I realized, at some point while reading this, that I don’t actually remember much of what happened in the 7th season of Castle (not its best season) and I waited a lot longer before getting around to this one, so I really didn’t pick up on all the show references in the book. Which means, I was forced to take it on its own merit.

Nikki Heat has been promoted to captain and has to deal with the new pressures that come with that job. It doesn’t help that she catches a high-profile case right off the bat: the murder of a police psychologist, Lon King. HER psychologist. It’s not an easy death for Heat to deal with, especially since King had been helping her deal with her feelings about her impending marriage to Jamison Rook.

But, things aren’t always as it seems, and soon one murder turns into five (and the entire NYPD gets hacked)  as Heat and Rook try and solve this case.

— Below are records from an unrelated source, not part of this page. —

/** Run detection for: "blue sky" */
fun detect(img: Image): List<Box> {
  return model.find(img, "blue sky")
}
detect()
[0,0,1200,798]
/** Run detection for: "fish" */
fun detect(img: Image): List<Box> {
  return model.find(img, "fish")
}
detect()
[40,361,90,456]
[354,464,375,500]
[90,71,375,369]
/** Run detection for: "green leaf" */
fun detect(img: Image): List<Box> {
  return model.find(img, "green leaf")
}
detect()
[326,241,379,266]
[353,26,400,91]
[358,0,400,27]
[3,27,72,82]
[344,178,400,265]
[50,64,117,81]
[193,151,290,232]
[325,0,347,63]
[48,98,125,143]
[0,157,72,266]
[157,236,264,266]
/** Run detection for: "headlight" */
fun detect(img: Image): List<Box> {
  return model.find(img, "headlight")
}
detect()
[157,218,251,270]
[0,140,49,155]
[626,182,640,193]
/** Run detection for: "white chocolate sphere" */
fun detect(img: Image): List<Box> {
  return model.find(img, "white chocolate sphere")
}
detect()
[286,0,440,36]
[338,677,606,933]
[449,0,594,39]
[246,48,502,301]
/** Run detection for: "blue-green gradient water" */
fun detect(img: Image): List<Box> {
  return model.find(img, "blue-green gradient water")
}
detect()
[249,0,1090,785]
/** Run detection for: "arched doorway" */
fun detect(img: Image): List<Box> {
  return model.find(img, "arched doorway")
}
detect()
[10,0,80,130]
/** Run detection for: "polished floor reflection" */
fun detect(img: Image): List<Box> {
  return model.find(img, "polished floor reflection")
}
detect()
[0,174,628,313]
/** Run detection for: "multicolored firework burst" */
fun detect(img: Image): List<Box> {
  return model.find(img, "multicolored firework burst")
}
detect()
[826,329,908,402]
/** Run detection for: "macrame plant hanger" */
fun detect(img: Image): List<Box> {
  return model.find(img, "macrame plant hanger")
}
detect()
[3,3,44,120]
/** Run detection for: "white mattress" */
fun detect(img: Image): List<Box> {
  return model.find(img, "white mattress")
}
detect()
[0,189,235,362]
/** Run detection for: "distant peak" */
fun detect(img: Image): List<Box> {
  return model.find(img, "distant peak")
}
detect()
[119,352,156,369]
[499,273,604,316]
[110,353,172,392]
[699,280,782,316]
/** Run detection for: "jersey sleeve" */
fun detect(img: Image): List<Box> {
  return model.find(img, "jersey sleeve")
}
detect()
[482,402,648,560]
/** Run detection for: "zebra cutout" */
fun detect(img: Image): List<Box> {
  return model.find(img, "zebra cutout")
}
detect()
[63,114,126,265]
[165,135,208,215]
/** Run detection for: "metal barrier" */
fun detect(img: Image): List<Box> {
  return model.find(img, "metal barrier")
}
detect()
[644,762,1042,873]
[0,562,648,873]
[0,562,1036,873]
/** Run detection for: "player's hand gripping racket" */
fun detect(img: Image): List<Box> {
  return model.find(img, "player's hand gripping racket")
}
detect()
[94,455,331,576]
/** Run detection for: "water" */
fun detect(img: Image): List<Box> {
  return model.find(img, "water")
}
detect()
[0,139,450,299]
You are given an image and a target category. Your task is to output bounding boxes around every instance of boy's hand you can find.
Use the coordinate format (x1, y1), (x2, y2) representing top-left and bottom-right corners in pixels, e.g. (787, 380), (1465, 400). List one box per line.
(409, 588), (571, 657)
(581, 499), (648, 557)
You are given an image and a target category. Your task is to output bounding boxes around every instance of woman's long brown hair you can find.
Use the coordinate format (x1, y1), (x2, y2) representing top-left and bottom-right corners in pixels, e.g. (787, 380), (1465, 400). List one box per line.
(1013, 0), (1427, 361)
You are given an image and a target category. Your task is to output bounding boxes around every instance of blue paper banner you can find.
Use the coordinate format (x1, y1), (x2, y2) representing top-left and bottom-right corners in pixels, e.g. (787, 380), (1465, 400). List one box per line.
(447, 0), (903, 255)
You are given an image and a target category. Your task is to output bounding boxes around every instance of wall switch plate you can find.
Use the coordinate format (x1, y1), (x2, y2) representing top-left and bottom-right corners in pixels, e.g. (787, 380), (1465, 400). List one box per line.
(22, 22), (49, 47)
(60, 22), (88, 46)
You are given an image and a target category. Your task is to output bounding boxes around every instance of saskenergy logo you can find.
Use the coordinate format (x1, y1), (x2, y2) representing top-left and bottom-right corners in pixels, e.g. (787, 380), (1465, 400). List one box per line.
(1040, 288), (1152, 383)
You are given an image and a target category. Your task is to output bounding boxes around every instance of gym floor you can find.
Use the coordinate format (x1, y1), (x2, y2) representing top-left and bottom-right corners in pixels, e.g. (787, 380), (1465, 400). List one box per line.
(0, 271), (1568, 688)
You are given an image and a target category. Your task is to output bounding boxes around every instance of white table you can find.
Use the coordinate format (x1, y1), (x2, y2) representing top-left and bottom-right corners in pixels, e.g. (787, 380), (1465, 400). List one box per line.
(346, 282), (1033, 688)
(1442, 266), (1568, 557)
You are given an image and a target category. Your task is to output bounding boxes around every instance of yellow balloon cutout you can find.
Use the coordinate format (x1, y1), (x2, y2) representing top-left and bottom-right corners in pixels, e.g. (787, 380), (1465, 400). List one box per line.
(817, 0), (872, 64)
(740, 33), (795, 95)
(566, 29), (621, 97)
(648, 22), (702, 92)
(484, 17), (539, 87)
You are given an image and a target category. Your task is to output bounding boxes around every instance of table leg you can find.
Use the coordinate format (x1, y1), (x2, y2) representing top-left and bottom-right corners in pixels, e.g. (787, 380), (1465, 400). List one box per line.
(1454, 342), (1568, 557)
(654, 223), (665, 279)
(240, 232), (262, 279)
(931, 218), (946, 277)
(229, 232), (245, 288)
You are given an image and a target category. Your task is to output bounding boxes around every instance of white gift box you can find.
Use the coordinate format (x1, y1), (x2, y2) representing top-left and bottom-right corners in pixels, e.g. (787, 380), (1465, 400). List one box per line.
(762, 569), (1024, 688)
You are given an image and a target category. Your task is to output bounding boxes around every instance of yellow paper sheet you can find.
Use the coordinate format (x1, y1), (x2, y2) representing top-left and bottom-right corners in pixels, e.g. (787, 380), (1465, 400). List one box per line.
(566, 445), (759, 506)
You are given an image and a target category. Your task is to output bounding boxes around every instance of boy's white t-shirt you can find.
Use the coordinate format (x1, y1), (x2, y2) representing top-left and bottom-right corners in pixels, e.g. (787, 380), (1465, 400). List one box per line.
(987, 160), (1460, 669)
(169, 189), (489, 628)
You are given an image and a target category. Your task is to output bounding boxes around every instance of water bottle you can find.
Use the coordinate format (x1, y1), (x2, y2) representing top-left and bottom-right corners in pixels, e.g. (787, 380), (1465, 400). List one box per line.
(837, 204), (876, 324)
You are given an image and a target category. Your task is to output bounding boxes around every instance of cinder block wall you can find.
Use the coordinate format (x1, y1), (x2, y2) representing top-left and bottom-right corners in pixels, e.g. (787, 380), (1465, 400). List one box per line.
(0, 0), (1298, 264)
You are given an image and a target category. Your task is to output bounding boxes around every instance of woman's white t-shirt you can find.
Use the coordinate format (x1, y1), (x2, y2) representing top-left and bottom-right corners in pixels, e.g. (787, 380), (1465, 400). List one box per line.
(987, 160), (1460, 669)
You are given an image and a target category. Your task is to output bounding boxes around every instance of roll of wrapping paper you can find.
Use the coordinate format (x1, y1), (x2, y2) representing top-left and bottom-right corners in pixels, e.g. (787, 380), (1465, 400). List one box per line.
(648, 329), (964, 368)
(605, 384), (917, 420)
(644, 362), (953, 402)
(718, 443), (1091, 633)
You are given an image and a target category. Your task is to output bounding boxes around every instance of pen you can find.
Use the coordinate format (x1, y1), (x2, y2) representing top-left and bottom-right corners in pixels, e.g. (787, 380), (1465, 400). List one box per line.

Y’know, on its own merit, these still aren’t bad. The mystery was complex enough that I didn’t quite figure it out (though it did leave out one crucial piece of information, I think, in order to fully solve the mystery)  but it wasn’t super out of left field when they finally figured it all out. The plotting’s good, the writing’s not half-bad (I’ve read worse), and aside from a few editing mistakes (c’mon editors, get your act together. I know you’re trying to churn these out but, take a deep  breath and double check your work), it really is a halfway decent (if pulpy) mystery series.